The slopes are the natural and local habitat of the wild goat. Apart from the wild goat, the area's fauna includes foxes, weasels, ferrets, badgers, hares, snow voles, wild boars and wolves that sporadically appear in the area. The wildcat, the deer and the jackal are still preserved in Gkiona and the rumours regarding footprints of bears that have descended to the south are not uncommon. There is also a wide variety of birds, such as vultures, partridges, woodpeckers, peacocks, crows and cuckoos that seem to have found shelter in Gkiona.

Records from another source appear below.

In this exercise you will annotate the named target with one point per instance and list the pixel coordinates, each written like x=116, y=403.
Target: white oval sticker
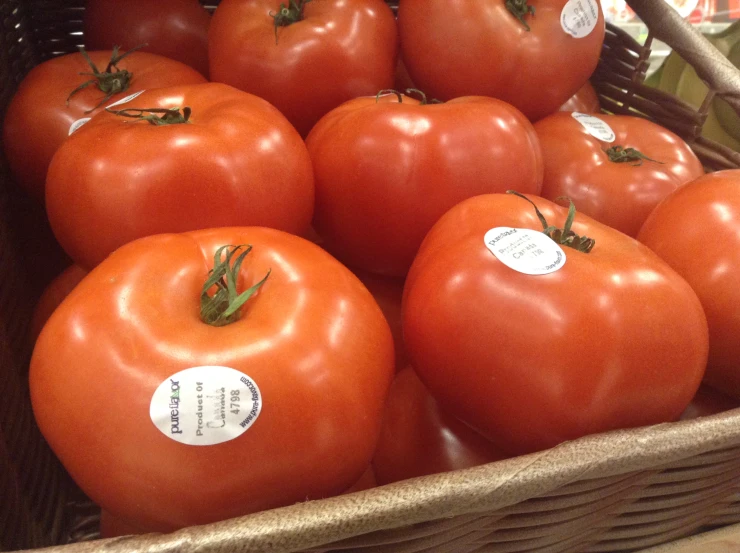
x=594, y=126
x=579, y=17
x=126, y=99
x=205, y=405
x=77, y=124
x=525, y=250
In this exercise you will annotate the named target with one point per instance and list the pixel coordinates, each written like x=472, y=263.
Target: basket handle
x=667, y=25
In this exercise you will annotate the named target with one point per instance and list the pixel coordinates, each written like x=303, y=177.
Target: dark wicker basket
x=620, y=491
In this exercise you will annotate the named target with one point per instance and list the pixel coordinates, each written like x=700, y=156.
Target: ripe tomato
x=312, y=339
x=38, y=118
x=306, y=58
x=584, y=101
x=708, y=401
x=177, y=29
x=696, y=230
x=388, y=292
x=456, y=48
x=613, y=339
x=418, y=438
x=609, y=181
x=386, y=169
x=236, y=161
x=53, y=295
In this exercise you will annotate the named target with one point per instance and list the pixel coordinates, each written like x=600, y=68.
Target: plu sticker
x=205, y=405
x=524, y=250
x=77, y=124
x=596, y=127
x=579, y=17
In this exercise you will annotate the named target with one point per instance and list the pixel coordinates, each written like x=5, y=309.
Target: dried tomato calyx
x=563, y=236
x=111, y=81
x=170, y=116
x=520, y=9
x=223, y=306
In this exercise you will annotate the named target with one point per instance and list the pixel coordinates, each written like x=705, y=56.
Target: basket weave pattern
x=621, y=491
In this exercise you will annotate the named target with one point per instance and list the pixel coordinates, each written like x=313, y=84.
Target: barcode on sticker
x=594, y=126
x=579, y=17
x=126, y=99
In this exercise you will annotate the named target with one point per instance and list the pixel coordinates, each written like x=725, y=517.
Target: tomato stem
x=564, y=236
x=222, y=308
x=109, y=81
x=519, y=9
x=287, y=15
x=620, y=154
x=170, y=116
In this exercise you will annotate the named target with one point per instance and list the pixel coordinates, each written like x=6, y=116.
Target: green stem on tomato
x=111, y=81
x=222, y=308
x=564, y=236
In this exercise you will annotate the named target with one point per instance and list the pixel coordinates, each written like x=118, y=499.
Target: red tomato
x=38, y=118
x=708, y=401
x=613, y=339
x=312, y=339
x=584, y=101
x=388, y=292
x=236, y=161
x=696, y=230
x=418, y=438
x=609, y=181
x=335, y=50
x=58, y=289
x=177, y=29
x=457, y=48
x=386, y=170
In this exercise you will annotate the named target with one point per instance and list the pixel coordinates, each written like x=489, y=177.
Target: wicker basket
x=620, y=491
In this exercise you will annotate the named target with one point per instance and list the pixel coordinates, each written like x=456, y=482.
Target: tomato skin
x=386, y=171
x=695, y=230
x=340, y=50
x=38, y=118
x=708, y=401
x=312, y=338
x=176, y=29
x=614, y=339
x=388, y=292
x=620, y=195
x=114, y=181
x=53, y=295
x=584, y=101
x=418, y=438
x=458, y=48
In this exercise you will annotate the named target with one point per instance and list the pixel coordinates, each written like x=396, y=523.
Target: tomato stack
x=370, y=248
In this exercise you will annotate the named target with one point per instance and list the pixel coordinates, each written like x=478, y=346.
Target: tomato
x=584, y=101
x=113, y=527
x=311, y=338
x=458, y=48
x=177, y=29
x=388, y=292
x=696, y=230
x=236, y=161
x=306, y=58
x=611, y=339
x=38, y=118
x=387, y=169
x=620, y=182
x=58, y=289
x=708, y=401
x=418, y=438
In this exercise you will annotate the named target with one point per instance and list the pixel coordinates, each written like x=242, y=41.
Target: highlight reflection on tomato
x=312, y=338
x=613, y=339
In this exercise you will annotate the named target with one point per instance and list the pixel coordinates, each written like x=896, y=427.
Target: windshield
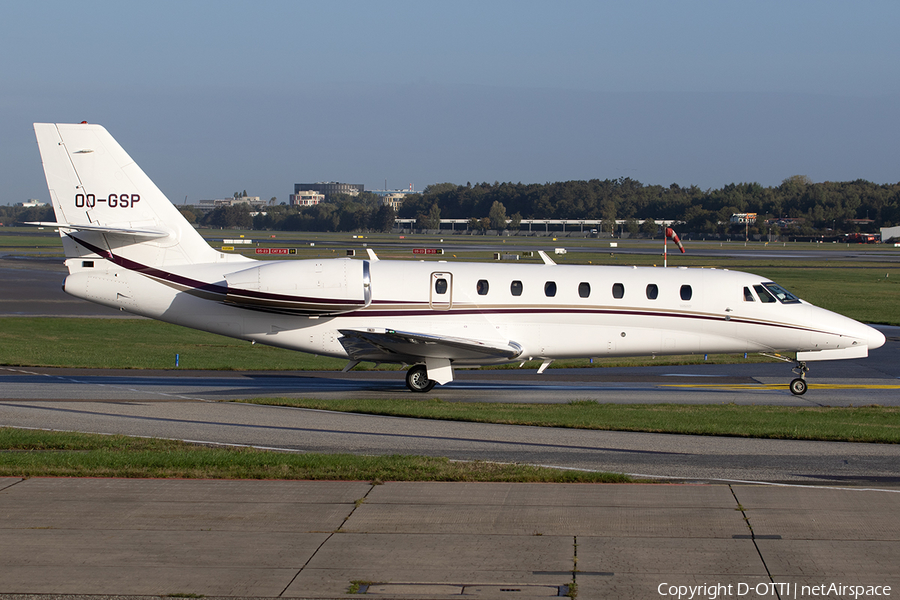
x=783, y=296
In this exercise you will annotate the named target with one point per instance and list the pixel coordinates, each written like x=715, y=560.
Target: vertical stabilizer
x=107, y=207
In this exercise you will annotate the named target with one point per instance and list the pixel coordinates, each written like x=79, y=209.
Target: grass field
x=32, y=453
x=867, y=290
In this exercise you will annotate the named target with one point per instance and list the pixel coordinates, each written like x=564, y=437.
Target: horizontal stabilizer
x=391, y=345
x=147, y=232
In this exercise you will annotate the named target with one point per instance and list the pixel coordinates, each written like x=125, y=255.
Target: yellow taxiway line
x=778, y=386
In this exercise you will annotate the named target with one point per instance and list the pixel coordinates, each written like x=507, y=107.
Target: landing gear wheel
x=417, y=379
x=798, y=387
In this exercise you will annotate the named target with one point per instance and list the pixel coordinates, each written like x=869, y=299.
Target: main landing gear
x=417, y=379
x=798, y=385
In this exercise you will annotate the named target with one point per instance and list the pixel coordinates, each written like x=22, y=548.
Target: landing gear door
x=441, y=295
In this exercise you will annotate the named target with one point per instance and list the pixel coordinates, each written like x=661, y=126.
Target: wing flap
x=389, y=345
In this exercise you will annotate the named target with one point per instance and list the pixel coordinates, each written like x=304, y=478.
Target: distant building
x=331, y=188
x=253, y=201
x=306, y=198
x=743, y=218
x=394, y=200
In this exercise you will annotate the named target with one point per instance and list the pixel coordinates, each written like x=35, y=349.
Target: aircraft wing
x=388, y=345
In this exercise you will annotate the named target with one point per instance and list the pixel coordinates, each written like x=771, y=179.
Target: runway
x=823, y=516
x=188, y=406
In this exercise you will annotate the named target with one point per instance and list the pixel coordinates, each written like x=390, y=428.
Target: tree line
x=799, y=203
x=803, y=207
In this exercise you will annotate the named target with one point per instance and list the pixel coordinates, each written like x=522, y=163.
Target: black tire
x=798, y=387
x=417, y=379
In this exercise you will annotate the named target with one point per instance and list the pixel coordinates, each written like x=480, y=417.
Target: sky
x=210, y=98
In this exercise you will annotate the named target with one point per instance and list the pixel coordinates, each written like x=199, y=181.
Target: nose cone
x=875, y=339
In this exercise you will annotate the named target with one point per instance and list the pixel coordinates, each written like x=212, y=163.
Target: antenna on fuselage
x=670, y=233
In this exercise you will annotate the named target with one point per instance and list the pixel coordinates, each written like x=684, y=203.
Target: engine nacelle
x=302, y=287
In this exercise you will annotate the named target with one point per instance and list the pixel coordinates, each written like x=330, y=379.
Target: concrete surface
x=303, y=539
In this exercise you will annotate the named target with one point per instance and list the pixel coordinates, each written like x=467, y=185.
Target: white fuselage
x=549, y=311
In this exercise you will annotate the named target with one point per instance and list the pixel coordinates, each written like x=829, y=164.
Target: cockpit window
x=764, y=295
x=784, y=296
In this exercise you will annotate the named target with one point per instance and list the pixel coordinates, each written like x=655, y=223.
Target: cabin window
x=784, y=296
x=764, y=296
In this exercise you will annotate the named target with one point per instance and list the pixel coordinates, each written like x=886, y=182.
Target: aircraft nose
x=875, y=339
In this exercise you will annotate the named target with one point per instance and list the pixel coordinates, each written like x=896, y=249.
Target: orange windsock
x=670, y=233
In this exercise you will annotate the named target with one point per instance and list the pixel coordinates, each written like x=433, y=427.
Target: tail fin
x=106, y=206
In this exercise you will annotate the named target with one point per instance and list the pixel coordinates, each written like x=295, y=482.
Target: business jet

Mountain Climbing/Hiking/Trekking

As the village is situated on a slope, its surrounding area seems to be a climbing, hiking and trekking paradise. There are numerous trails of varied difficulty levels that make Kaloskopi a destination for mountaineering clubs of all ages. Here is a list of some hiking/trekking gems hidden in the dense vegetation of the area:

| Trail | Distance | Approximate Time | Difficulty Level |
|---|---|---|---|
| Kaloskopi (Kakotrahi) - Kefalovrysso - Vryzes | 6 km | 2 hours 10' | Medium |
| Kaloskopi - Agia Paraskevi (potentially circular) | 1,7 km | 50' | Easy |
| Kaloskopi - Mega Rema - Kotroni - Kalosopi (circular) | 6,57 km | 2 hours 20' | Easy |
| Mnemata - Fterolakka - Kakia Skala - Diaselo | 5,7 km | 3 hours 20' | Hard |

==Cultural Center of Kaloskopi==
The Cultural Center of Kaloskopi has been operating since 2004 and houses the Folklore Museum of Kaloskopi with a permanent exhibition that presents objects of the early 20th century. These objects have been collected mainly from donations by the residents and they highlight the struggle for life and are testimonies of the local tradition and culture. The Cultural Center of Kaloskopi also organizes walks, visits and presentations with an eye to highlighting the flora and fauna of the place but also the traditional technology of the place, with visits to old water mills, watermills, tile kilns and traditional workshops.